VTS: A Universal Scheme for Quantum Measurement and Control Efficiency Optimization
摘要
Quantum computing, particularly superconducting quantum computing, is rapidly advancing toward medium- and large-scale qubit configurations, yet this scaling has introduced critical challenges in quantum measurement and control (M&C) efficiency. A primary barrier to practical M&C deployment lies in the excessive duration of core tasks—a limitation that traditional optimization strategies have failed to address universally. Methods relying on Reset gates demand specialized quantum chip architectures (e.g., dedicated Reset resonators), while Restless measurement-based approaches require high-speed real-time response from M&C equipment; both are incompatible with the diverse hardware setups common in academic and industrial research.
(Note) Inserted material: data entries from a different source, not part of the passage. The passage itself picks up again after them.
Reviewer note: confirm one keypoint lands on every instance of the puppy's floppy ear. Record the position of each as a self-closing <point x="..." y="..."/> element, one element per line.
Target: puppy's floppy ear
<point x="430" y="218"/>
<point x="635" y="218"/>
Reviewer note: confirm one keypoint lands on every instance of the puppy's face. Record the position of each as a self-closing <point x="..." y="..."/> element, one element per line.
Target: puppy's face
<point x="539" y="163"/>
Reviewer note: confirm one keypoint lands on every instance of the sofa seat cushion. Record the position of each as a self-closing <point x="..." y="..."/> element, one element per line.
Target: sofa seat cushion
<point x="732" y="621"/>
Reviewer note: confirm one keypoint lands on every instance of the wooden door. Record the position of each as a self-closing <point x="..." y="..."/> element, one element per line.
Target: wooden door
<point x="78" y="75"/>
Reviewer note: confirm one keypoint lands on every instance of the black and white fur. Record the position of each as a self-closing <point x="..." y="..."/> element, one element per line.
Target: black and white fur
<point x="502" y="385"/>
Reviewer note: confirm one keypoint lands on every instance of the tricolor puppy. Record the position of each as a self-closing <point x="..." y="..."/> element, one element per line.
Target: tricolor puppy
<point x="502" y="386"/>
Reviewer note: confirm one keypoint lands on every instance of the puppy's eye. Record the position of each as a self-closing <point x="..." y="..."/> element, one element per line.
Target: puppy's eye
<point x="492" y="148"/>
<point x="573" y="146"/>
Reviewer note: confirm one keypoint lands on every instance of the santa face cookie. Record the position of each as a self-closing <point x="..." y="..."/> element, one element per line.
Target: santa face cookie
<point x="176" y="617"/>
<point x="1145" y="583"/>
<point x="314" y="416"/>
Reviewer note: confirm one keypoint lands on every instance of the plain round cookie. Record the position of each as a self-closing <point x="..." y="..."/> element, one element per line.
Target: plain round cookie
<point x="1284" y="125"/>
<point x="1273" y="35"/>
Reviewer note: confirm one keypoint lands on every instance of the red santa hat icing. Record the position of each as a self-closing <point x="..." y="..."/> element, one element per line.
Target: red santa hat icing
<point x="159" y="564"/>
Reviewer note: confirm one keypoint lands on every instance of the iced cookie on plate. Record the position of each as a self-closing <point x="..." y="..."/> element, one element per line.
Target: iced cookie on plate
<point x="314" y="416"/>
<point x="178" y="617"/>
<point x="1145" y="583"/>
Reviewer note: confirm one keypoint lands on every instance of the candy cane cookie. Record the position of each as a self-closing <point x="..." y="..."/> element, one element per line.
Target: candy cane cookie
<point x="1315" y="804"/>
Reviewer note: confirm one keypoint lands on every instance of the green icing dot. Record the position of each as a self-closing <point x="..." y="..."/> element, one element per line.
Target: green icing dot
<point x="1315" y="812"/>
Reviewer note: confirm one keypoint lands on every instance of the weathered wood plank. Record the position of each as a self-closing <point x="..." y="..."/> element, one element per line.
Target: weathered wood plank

To address this gap, this study first establishes a comprehensive time-domain model of M&C task execution, quantifying the contribution of each phase (e.g., signal playback, data acquisition, idle waiting) to total latency. Through experimental validation across 8 representative M&C tasks on real quantum processors, two key insights emerge: (1) trigger time—previously set arbitrarily to 3–10 × the qubit energy relaxation time (T₁)—dominates total task duration, accounting for ~ 90% of execution time; (2) M&C experiments maintain stable accuracy even when trigger time is reduced, as residual quantum state interference from shortened waiting periods has negligible impact on measurement results. Leveraging these insights, a universal variable trigger scheme (VTS) is proposed, which abandons the one-size-fits-all trigger time paradigm. Instead, VTS dynamically assigns trigger durations based on qubit T₁ and experiment type. Simulation tests across diverse T₁ scenarios confirm VTS’s efficacy, outperforming existing methods in both efficiency and hardware compatibility.